5
ユリエッタは魔法大学に通っていた。アンドロイド王国に唯一ある大学で主に軍人を育てるための大学だった。
巨大な鉄の門の奥に野球場くらいの大きさの建物がある。見たこともないほど巨大だった。
ケイトという老婆が見繕ってくれた鞄の中には一本の杖があった。

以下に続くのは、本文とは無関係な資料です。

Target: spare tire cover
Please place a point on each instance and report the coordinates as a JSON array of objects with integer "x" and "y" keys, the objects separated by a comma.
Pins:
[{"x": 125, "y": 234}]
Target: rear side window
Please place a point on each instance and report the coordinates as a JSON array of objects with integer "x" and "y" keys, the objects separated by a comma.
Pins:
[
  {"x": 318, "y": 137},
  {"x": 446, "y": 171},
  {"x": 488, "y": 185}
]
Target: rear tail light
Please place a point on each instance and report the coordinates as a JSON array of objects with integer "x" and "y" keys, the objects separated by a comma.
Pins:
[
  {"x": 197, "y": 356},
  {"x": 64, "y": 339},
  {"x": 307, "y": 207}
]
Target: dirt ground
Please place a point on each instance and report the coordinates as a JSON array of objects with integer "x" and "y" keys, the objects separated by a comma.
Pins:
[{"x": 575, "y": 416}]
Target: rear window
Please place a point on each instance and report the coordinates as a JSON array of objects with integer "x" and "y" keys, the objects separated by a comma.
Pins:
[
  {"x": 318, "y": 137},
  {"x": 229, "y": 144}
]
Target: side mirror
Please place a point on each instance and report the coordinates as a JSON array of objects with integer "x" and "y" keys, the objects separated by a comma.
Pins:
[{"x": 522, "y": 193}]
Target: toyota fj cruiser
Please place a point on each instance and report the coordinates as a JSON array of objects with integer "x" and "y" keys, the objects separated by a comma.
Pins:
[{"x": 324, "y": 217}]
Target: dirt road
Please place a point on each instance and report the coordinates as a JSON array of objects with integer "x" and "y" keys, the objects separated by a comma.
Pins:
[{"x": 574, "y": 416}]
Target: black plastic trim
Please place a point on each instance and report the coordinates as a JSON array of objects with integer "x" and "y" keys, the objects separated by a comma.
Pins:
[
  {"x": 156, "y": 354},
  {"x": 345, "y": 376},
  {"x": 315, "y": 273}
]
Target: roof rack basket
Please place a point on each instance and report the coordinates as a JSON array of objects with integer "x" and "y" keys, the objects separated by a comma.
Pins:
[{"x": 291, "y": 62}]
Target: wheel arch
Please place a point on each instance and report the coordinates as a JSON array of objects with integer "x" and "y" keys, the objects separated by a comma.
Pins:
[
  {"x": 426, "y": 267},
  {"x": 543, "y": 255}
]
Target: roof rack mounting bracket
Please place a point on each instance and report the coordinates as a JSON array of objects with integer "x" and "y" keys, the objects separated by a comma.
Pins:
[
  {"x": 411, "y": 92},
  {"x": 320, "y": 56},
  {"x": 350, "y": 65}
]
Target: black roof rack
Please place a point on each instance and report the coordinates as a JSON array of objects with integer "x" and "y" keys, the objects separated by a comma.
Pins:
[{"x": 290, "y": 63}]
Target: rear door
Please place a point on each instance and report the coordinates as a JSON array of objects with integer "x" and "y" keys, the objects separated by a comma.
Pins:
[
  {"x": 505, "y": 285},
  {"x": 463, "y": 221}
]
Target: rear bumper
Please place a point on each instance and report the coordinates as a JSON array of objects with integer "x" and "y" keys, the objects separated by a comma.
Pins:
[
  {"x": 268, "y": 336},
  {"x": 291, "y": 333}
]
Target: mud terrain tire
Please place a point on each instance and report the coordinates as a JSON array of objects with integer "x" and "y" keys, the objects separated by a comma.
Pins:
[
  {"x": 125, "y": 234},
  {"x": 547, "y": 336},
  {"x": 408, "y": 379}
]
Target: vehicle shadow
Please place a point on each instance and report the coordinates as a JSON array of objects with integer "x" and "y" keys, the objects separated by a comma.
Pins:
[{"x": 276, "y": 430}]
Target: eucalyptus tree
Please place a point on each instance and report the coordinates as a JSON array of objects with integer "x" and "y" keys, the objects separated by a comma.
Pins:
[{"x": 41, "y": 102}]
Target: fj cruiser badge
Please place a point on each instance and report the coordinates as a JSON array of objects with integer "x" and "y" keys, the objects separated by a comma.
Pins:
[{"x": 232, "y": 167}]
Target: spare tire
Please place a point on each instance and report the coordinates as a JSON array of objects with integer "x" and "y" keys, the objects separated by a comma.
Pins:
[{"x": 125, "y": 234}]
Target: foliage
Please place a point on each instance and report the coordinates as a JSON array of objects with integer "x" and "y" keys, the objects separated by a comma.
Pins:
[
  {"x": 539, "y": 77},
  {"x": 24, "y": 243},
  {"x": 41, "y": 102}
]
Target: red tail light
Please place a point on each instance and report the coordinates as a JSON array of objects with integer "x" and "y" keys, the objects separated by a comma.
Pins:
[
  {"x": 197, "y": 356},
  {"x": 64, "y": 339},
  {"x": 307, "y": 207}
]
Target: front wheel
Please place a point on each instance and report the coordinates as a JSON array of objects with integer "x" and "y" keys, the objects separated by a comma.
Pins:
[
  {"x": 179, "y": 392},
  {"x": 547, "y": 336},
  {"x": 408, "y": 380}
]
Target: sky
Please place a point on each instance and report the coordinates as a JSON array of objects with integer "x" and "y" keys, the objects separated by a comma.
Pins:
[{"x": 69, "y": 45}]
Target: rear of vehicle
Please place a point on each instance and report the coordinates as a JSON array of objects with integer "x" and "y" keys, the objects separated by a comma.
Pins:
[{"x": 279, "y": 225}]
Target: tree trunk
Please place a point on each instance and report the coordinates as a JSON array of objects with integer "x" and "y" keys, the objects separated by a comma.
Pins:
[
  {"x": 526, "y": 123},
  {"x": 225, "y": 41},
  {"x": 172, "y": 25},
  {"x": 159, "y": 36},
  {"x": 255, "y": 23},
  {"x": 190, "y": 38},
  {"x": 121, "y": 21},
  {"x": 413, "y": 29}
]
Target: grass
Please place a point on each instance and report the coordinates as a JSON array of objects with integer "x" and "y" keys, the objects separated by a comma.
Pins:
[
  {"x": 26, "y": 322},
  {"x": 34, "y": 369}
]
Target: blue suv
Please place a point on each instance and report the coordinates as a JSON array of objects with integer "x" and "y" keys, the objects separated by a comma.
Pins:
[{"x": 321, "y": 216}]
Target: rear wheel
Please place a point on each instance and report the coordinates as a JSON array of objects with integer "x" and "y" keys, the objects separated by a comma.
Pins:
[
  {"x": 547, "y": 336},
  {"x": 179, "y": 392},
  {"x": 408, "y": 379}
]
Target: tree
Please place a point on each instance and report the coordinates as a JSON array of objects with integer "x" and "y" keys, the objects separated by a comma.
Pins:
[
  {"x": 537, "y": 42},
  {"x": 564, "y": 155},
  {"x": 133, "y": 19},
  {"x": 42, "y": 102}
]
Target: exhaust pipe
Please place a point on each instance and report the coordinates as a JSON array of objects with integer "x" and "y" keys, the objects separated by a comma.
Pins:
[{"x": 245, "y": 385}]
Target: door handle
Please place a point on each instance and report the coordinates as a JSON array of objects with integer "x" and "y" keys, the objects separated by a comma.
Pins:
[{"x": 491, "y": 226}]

どうやらその老婆の家は昔金持ちだったらしい。
「あぶないから振り回さないでね」
ケイトは注意深くユリエッタに言った。
「わかった。私は学校にいけばいいのね。なんのことだかわからないけどとにかく頑張る」
ユリエッタはそう言い残し二人が住む部屋を出ていった。
街の中央には時計台があった。奇妙にもどこかで見たことがある気がした。
大学には大きな講義室があり、そこで軍事に関する授業を受けた。
「敵が前方から攻めてきた場合、対象に対して一斉に攻撃するべきではありません。主に三回に分けて敵を攻撃することで敵に対して脅威を与えることが可能となります」
女の教授はそう説明した。
「あなた! この問題わかる?」
突然ユリエッタは教授にさされた。
「すみません。わかりません」
教室の中で小さな笑い声が響いた。
「あなたあの一族の娘じゃないの?」
教室は一斉に沈黙に包まれた。
「まぁいいわ。後ろの人」
教授はそう言ってその日の授業は終わった。